For instance, take the Corson Committee recommendations mentioned above.
From the FAA Historical Chronology, 1926-1996...
”Jan 29, 1970: The Air Traffic Controller Career Committee (popularly known as the Corson Committee) submitted its report to Secretary of Transportation John Volpe. The report's recommendations included:
*Reduce the overtime work required of controllers in high-density areas.
*Reduce the consecutive hours spent by controllers in operational positions to two, and the total hours per day on such positions to six.
*Detail qualified journeyman controllers to high-density facilities with critical manpower shortages.
*Develop a more mobile controller work force so that the needs of the system, rather than the preferences of controllers, determine assignments.
*Develop incentives to attract the most talented controllers to the most difficult positions.
*Pay special rates for employment in facilities located in high-cost-of-living areas.
*Accelerate and improve training of developmental controllers.
*Seek legislation providing for the early retirement of controllers who attain a certain age and cannot be retained or reassigned to less arduous duty--e.g., retirement at age 50 after 20 years of ATC service with 50 percent of high-three average salary.
*Designate a single official immediately responsible to the FAA Administrator to handle all relationships with employee organizations at the national level.

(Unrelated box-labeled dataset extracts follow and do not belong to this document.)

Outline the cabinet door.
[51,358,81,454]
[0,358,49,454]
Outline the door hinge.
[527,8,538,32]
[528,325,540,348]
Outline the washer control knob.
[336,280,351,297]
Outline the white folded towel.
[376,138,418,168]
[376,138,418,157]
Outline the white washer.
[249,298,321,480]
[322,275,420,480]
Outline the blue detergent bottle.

A number of the committee's recommendations, including detailing journeyman controllers to facilities with critical manpower shortages, and providing developmental controllers with "update" training, received immediate attention. In addition, FAA appointed a Director of Labor Relations on Mar 23, 1970. The agency established nine groups to consider the remaining recommendations and develop programs for their implementation. (See Aug 8, 1969, Mar 25-Apr 14, 1970, Nov 6, 1970, and May 16, 1972.) “
Does any of that sound familiar to you ? For any controllers that have ever read their union contract -- the real one, not the current Imposed Work Rules -- I bet several sound familiar. These history lessons detail how things get done. Why things are the way they are and how we got here.

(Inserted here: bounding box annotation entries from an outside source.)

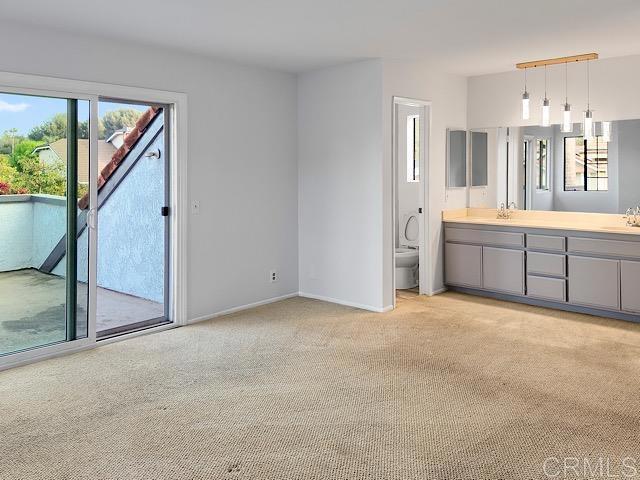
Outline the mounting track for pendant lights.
[516,53,598,125]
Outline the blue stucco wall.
[94,132,165,302]
[0,195,33,272]
[53,125,165,302]
[0,121,165,302]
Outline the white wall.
[298,60,382,309]
[382,60,467,305]
[0,24,298,318]
[467,55,640,128]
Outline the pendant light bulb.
[522,92,531,120]
[560,62,573,133]
[602,122,611,143]
[582,60,594,140]
[542,98,551,127]
[562,103,573,133]
[582,110,594,140]
[542,65,551,127]
[522,68,531,120]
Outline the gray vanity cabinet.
[569,256,620,310]
[444,243,482,288]
[444,222,640,322]
[620,260,640,313]
[482,247,524,295]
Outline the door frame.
[390,96,433,308]
[0,72,188,370]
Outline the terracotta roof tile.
[78,107,162,210]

If you’re a smart CTI graduate and you learned anything in college, you’ll remember how to do research. It shouldn’t take you two minutes to find this page.
”Abstract : The report presents recommendations as to what needs be done with respect to manning the air traffic system, improving working conditions, bettering the controller's career, and improving employee-management relations. The recommendations are neither novel nor unexpected. There is an especial need for expeditious consideration of those recommendations designed to resolve the employee-management relations problems which threaten the system.
Sound familiar ? Everyone needs to learn from the history but if you’re a new hire in the FAA, you’ll be the one that has to live (or should I say re-live ?) it. You need to have some perspective on all this. Figure out who was President at the time. Find out why Nixon, grain shipments and PATCO were all part of the same puzzle. Here’s a hint: MEBA. Find out about “Operation Air Safety.” You can do it in a tenth of the time it took me. You have the internet. I had to go to a library (usually more than one) and look at microfiche. That and hang out at the bar (usually more than one) listening to guys like John Leyden and John Thornton (look them up if you don’t know) as they tried to educate us about what we faced.
Get busy. It isn’t going to get any better unless you make it better.